Unilever must tread with caution to hang on to Graze's top table talent

The Unilever buyout of healthy food snack firm Graze is yet another example of big FMCG heavyweights taking on smaller challenger brands to drive expansion, harness innovation and diversify into 'fashionable' growing markets and consumer trends – spanning health, socially-conscious, purpose-driven and subscription-based services. 

The first deal in his new post as Unilever CEO, Alan Jope is not only proving the 'in with the new' approach, bringing a fresh perspective and capitalising on the success and innovation from within these smaller brands – but he's acquired a hugely talented management team overnight through Graze, one that shouldn't be taken lightly. 

As seen before, talent from within these fast-growing challenger brands will run for the door if a large corporate gobbles up the character, feel and culture that led to their original success. Just look to the likes of Premier Foods, which bought out Campbell Soup and RHM, the brand behind Mr Kipling and Hovis, in 2006. Both brands boasted modern, empowering and autonomy-driven cultures pre buy-out, that senior leadership felt was lost following acquisition. As a result, both firms saw a mass exodus of staff, with the majority of their leadership teams departing. More recently Premier Foods has announced plans to sell its well-known custard brand Ambrosia in an attempt to revitalise business and also announced that its CEO would step-down in early 2019.

A successful M&A recognises the key to victory goes way beyond product, to people – something Unilever would benefit from in the coming weeks and months to retain Graze’s core leadership team. It is all too easy for talent to flee after big corporate buyouts – and the parent brand must prevent this by assuaging fears with a lighter touch approach. By offering the balance of trust and autonomy to the existing leadership to take the company forward, alongside further extending its distribution, networks and financial clout, Unilever can retain the kudos of Graze while helping take the business on a new growth journey.

Those that have done this well with actuations include Molson Coors. The US brewing giant who bought Sharp’s, the brand behind heritage-driven Cornish ale Doom Bar, back in 2011. Through limited publicity of the deal and by taking a softer ownership stance, which resulted in Sharp’s retaining the original leadership team, the buyout was understated and allowed Sharp’s identity – as a small, regional brewery, with a focus on tradition – to be maintained. By safeguarding the autonomy of the original leadership team, Molson Coors has since helped Sharp’s boost sales and distribution, while preserving its culture and well-loved brand – with success proven by Doom Bar’s recent expansion into a new product line.   

As with most deals, some talent will stay and some will go.
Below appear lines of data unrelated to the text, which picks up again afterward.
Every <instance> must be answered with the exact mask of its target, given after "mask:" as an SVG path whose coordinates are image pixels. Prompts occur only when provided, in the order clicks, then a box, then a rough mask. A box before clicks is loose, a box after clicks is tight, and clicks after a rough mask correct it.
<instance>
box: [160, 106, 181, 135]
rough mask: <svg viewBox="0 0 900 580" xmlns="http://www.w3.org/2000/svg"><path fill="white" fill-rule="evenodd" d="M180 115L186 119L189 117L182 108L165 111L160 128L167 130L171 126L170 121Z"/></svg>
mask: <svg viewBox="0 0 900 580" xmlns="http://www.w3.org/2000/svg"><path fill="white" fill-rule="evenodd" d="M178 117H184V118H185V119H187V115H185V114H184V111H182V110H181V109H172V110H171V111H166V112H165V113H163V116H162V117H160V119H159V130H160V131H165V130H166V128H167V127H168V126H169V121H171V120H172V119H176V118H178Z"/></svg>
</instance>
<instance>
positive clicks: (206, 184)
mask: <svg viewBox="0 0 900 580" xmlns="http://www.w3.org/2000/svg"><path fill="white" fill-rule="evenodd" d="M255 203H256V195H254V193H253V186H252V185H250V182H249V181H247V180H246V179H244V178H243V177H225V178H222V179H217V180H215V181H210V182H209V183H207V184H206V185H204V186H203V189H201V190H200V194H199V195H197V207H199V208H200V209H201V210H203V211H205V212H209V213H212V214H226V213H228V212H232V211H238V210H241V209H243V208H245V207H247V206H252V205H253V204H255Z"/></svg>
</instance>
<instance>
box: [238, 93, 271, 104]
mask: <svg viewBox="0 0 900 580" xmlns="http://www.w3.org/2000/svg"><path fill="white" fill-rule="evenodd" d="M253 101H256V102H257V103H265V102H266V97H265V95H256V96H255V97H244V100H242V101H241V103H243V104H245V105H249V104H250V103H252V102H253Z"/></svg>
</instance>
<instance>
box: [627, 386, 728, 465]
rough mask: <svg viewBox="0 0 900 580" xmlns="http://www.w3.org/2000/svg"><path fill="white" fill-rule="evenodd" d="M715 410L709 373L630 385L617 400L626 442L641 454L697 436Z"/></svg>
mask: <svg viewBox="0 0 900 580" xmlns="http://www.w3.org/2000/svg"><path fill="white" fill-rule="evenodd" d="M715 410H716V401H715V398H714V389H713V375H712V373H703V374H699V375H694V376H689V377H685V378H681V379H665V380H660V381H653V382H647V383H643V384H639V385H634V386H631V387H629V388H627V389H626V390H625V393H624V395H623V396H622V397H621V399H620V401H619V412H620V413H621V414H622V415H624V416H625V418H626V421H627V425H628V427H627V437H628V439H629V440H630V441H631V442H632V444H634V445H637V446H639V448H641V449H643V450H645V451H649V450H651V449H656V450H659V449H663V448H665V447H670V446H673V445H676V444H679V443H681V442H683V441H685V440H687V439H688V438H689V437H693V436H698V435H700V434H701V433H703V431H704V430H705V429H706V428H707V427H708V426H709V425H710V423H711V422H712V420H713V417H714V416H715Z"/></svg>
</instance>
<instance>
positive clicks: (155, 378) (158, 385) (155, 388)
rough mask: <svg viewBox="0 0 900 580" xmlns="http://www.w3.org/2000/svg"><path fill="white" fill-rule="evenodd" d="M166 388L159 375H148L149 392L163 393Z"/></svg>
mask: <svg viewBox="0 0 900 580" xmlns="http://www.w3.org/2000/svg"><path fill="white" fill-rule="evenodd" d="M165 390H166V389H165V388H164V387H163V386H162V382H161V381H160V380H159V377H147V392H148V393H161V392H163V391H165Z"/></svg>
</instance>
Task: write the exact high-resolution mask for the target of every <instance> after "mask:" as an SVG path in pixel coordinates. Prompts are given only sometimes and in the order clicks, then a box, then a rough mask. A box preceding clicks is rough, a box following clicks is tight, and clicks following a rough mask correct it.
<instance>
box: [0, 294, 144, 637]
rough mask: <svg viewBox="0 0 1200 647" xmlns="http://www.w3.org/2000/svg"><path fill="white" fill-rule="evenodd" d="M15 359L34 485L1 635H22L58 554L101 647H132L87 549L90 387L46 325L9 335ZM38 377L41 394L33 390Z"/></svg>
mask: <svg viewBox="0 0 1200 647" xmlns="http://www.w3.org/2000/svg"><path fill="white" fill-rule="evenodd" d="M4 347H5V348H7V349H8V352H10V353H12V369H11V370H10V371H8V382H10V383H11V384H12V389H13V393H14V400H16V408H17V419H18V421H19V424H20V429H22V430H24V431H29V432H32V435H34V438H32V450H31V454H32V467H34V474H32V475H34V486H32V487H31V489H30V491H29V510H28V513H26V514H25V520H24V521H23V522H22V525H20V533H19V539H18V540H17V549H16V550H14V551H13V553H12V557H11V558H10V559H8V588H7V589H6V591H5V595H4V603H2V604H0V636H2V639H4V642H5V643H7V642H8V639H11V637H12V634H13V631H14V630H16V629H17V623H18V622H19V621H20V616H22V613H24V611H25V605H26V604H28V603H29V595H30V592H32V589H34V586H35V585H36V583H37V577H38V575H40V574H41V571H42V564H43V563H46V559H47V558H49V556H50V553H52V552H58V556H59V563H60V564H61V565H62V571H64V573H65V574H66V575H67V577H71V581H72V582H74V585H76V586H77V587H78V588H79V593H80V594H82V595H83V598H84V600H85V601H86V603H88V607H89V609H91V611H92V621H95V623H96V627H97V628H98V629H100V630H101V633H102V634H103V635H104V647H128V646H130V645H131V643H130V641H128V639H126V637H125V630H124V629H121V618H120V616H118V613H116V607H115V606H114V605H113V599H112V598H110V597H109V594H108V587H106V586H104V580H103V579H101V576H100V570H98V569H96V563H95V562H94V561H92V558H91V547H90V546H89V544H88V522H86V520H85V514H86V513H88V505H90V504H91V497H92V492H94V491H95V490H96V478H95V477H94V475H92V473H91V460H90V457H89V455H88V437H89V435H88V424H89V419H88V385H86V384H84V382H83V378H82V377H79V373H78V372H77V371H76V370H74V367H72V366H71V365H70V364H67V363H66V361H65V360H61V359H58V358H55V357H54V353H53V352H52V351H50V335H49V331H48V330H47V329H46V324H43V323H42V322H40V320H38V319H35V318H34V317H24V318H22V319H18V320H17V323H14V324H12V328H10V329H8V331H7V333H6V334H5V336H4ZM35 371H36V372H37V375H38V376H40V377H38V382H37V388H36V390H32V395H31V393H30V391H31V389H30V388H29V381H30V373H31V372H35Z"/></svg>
However, Unilever’s track record is promising – with past successes including the 2001 buyout of Ben & Jerry’s. Yves Couette, brought in by Unilever as Ben & Jerry’s new CEO, introduced fiscal and managerial controls while displaying keen awareness and sensitivity to existing culture – making sure to preserve the ice-cream brand’s identity and values, including its emphasis on corporate social responsibility. This light-touch adaptability has also fuelled Unilever’s growth in the beverages market, with the recent takeover of tea and infusions brand Pukka Herbs.  A commitment to preserving Pukka’s Fair Trade and sustainability-driven values has delivered a new and exciting chapter for the business.

As Unilever looks to diversify its portfolio further and take on more independents such as Graze, as well as having a clear appetite for acquisitions extending into the cosmetics industry, it must make sure to stick to this winning approach. This way, it can reap the benefits of Graze’s innovative and talented team – and ensure that success going forward is far from bite-sized.